Before I came to Chongqing I searched the internet to find out what I could about the Sichuan Opera and the Chongqing Troupe. good quality video proved difficult to find on youtube and vimeo but there were many good images. These were mainly of masked performers and the wonderfully elaborate costumes. Due partly to the limited amount of images no individuals in particular stood out or were memorable with the exception of this lady on the left.
This is Shen Tiemei (pronounced Tia May), performer and director of the Chongqing Sichuan opera Troupe. When I arrived at the Opera House for the first time Tiemie and the troupe were away. As I was shown around the museum I soon noticed that her picture is everywhere and that she is a very important person. Eventually I learnt she was the director and I would be meeting her very soon. Somehow my pre-discovery of Tiemie on the internet, her high position and the further wait of another week to meet her started to make me very nervous. When I did meet her in her office, which is very plush, I felt like a school kid going to meet the principl for the first time. Tiemei doesn’t speak english and our translator was Peter, an admin staff member from the troupe. Peter and I get on great but I’m pretty sure he doesn’t understand me at the best of times so I’m not too sure what I communicated to Tiemie in that first meeting but it all seemed very positive.
Then Tiemei stood up and Peter said “You will go and see the theatre!” and off we set at a determined pace. Thinking I had seen the theatre already I figured I would nod and go “oh yes” politely. But Peter disappeared and Tiemei led me through doors and into an area that looked like the backstage of Birmingham’s Symphony Hall. On we went through various doors passing large staging and double bass cases amongst others things until we arrived into a very large theatre. I had been in Opera House for a week and had no idea this existed. Rehearsals were under way and Mr Liu was leading the full band in the pit. It sounded more modern than the traditional opera I had heard downtown and there were some very western style orchestrations. The orchestra was augmented with cello and double bass. Tiemei gestured to me to sit down, smiled and then began rehearsing with the troupe. It was a very impressive move from the office to the theatre and rehearsal.

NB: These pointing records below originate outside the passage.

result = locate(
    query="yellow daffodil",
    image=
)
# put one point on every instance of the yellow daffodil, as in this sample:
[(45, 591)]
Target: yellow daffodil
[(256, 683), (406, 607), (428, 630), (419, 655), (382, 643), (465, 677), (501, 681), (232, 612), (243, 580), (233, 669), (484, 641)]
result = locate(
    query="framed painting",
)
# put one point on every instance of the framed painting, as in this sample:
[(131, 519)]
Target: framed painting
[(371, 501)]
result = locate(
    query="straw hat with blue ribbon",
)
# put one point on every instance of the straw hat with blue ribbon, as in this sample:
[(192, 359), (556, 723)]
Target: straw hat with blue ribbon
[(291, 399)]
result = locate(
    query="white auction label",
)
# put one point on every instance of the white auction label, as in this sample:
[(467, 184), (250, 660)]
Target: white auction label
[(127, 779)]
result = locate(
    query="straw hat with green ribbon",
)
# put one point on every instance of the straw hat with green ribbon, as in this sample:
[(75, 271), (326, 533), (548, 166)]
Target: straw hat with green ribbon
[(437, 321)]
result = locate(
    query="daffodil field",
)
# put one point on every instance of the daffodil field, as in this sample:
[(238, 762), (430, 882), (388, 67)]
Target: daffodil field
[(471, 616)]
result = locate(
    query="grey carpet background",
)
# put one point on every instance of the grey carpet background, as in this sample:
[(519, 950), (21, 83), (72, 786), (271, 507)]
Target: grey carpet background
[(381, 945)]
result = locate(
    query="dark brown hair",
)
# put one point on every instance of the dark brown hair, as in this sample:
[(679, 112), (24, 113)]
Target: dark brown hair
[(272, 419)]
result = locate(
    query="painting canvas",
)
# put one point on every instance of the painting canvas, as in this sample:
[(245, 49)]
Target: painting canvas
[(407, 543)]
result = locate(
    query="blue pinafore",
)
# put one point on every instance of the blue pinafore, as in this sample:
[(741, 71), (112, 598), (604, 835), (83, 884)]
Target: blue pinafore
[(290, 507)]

As with Mr Liu it is very evident that Tiemie is a talented and passionate performer. The opera is her life and I wondered if it her journey had not been without it’s difficulties. The present setting of the Opera House and Tiemei’s growing international reputation certainly seem very comfortable and rewarding. She has performed in The Lincoln Centre and conducted a 27 city tour of France. But I doubted it had always been easy in a modernising society. I found this article from 2007 on China.org.cn that shed a bit of further light and confirmed a bit of what I thought. It is also reminded me that, as with the theatre, there is only so much I can know whilst I am here and the bigger stories will likely elude me.